Volkmar Baur en Commerzbank señala que la Reserva del Banco de Nueva Zelanda mantuvo las tasas en 2.25% con una votación dividida de línea dura, elevando las probabilidades de mercado de una subida en julio por encima del 70%. Él considera que la valoración del mercado de cinco subidas en 12 meses es ambiciosa dado que la economía de Nueva Zelanda es débil, viendo un apoyo a corto plazo para el Kiwi pero una presión renovada por la inflación más alta y el débil crecimiento a mediano plazo.
"Como se esperaba, la Reserva del Banco de Nueva Zelanda dejó la tasa de interés clave sin cambios en 2.25% esta mañana, pero contrariamente a las expectativas, el tono de la declaración fue mucho más de línea dura de lo anticipado. La tasa de interés clave se mantuvo sin cambios por una votación de 3-3. Mientras que tres miembros de la junta votaron por una subida inmediata de tasas, en caso de empate, el voto decisivo es el de la Gobernadora Anna Breman, quien votó por mantener la tasa sin cambios."

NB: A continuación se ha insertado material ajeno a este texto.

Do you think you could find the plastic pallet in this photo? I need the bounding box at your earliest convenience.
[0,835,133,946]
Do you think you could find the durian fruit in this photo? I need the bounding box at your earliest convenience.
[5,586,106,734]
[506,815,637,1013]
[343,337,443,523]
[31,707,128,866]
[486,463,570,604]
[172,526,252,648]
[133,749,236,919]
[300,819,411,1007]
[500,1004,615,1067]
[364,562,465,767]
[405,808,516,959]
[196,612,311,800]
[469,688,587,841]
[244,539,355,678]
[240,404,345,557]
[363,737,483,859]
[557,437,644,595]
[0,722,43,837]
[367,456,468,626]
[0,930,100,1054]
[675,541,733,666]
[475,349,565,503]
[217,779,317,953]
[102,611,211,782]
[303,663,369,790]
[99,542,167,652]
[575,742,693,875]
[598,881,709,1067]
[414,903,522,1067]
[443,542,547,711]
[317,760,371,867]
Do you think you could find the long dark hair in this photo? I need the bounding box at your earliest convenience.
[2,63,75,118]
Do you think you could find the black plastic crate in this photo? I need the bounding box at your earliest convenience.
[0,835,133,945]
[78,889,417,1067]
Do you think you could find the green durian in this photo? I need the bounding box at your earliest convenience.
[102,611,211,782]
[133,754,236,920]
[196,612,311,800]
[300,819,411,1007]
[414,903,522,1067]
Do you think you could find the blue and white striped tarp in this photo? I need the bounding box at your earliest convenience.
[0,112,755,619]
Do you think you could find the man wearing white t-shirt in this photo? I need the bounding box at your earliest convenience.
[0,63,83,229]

"En general, pareció que una subida de tasas en la próxima reunión de julio ahora era mucho más probable que no, y por lo tanto el mercado elevó sus expectativas para una subida en julio de alrededor del 60% a poco más del 70%."

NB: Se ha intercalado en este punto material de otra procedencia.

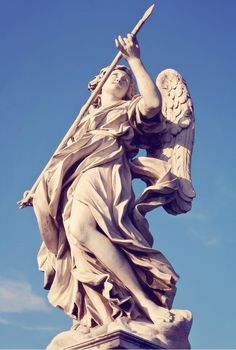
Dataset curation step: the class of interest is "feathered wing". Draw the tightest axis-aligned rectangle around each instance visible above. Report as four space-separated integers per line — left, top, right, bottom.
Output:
147 69 195 215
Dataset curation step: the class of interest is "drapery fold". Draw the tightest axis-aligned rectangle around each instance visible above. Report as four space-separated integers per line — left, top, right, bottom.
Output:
33 97 178 326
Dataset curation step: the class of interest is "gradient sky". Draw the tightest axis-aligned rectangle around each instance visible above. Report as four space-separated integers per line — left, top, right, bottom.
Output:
0 0 236 349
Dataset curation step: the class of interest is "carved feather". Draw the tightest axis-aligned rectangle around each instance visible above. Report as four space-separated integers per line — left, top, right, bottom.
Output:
148 69 195 215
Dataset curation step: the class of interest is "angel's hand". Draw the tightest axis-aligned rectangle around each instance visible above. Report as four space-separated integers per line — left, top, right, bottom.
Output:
115 34 140 62
17 191 33 209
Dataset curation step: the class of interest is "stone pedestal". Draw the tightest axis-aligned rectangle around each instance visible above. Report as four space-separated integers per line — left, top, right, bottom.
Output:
64 331 163 350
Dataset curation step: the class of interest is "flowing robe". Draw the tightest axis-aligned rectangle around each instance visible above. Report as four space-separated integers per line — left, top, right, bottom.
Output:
33 97 178 327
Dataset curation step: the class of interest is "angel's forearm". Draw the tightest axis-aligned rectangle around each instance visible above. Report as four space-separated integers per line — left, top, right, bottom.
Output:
128 58 161 118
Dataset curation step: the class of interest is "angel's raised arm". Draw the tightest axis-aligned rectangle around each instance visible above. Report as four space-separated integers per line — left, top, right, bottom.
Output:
116 34 161 118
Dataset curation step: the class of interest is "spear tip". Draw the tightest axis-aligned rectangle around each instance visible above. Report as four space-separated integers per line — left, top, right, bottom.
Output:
143 4 155 21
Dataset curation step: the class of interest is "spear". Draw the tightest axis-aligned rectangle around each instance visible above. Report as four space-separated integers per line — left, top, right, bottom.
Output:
17 4 155 208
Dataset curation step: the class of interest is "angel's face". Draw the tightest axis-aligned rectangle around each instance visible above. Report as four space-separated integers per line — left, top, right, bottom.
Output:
102 69 130 100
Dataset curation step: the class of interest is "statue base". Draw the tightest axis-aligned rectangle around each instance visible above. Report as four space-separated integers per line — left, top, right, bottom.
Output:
47 310 192 350
63 331 163 350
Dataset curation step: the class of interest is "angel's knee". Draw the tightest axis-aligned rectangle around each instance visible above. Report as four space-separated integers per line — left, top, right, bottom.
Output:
69 201 96 245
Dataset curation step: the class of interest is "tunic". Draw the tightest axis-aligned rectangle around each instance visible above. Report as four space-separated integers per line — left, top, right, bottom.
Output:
33 96 178 327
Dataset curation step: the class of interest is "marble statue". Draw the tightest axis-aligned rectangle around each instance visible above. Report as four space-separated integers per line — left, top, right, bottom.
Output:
19 34 195 349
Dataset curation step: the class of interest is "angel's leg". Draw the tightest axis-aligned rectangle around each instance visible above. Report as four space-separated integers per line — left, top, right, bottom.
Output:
70 200 172 323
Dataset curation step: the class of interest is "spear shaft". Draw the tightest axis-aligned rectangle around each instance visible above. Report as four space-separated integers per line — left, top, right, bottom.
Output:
18 4 155 208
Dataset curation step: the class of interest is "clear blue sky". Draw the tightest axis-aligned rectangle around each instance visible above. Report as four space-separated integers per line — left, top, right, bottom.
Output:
0 0 236 349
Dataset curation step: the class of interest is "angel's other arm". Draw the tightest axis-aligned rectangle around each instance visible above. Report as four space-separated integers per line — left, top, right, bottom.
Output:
116 34 161 118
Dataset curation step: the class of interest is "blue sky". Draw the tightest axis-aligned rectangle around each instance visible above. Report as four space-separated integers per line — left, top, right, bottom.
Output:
0 0 236 349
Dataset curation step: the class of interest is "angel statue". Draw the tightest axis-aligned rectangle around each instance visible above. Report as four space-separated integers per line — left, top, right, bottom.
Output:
18 34 195 349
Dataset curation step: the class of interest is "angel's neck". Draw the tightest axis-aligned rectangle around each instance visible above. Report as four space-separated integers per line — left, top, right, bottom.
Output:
101 93 121 107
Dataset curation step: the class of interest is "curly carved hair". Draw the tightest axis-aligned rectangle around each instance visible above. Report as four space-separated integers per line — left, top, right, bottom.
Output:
88 65 137 108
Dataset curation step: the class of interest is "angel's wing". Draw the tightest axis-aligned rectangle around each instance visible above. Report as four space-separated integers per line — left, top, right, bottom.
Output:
148 69 195 215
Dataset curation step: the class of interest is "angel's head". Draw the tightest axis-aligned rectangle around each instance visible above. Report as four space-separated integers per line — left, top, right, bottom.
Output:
88 65 137 107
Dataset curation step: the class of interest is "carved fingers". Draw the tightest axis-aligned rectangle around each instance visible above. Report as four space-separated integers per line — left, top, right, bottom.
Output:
115 33 140 61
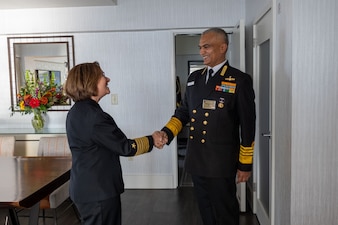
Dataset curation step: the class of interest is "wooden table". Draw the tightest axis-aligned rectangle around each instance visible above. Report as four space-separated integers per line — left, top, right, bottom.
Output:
0 156 71 225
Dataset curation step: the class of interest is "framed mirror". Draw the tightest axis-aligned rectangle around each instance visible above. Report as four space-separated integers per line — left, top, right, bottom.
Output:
7 36 75 111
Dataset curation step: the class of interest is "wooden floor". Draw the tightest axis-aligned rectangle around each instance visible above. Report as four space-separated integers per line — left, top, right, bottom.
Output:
0 186 259 225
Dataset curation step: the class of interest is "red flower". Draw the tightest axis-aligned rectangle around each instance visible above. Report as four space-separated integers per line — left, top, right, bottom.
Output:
29 98 40 109
40 97 48 105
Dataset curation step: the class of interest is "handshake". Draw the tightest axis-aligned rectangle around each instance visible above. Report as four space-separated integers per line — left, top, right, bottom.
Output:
152 131 168 149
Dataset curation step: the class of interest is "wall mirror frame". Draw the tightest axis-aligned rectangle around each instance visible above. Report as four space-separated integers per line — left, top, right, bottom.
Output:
7 36 75 111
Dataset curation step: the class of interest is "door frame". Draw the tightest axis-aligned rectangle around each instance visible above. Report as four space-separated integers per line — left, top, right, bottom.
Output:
253 2 276 225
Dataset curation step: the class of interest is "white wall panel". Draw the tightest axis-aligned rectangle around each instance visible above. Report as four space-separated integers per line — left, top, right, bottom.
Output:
291 0 338 225
0 0 244 34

"Sin embargo, durante los próximos 12 meses, el mercado ahora está valorando un total de cinco subidas adicionales de tasas. Consideramos que esto es algo ambicioso, ya que la economía de Nueva Zelanda nos parece un poco demasiado débil para eso, particularmente en lo que respecta al mercado inmobiliario."
"A corto plazo, el Kiwi ciertamente podrá beneficiarse de la nueva postura más de línea dura del banco central. Sin embargo, a mediano plazo, un entorno de inflación más alta y crecimiento persistentemente débil probablemente volverá a pesar sobre la moneda."
(Este artículo fue creado con la ayuda de una herramienta de Inteligencia Artificial y revisado por un editor.)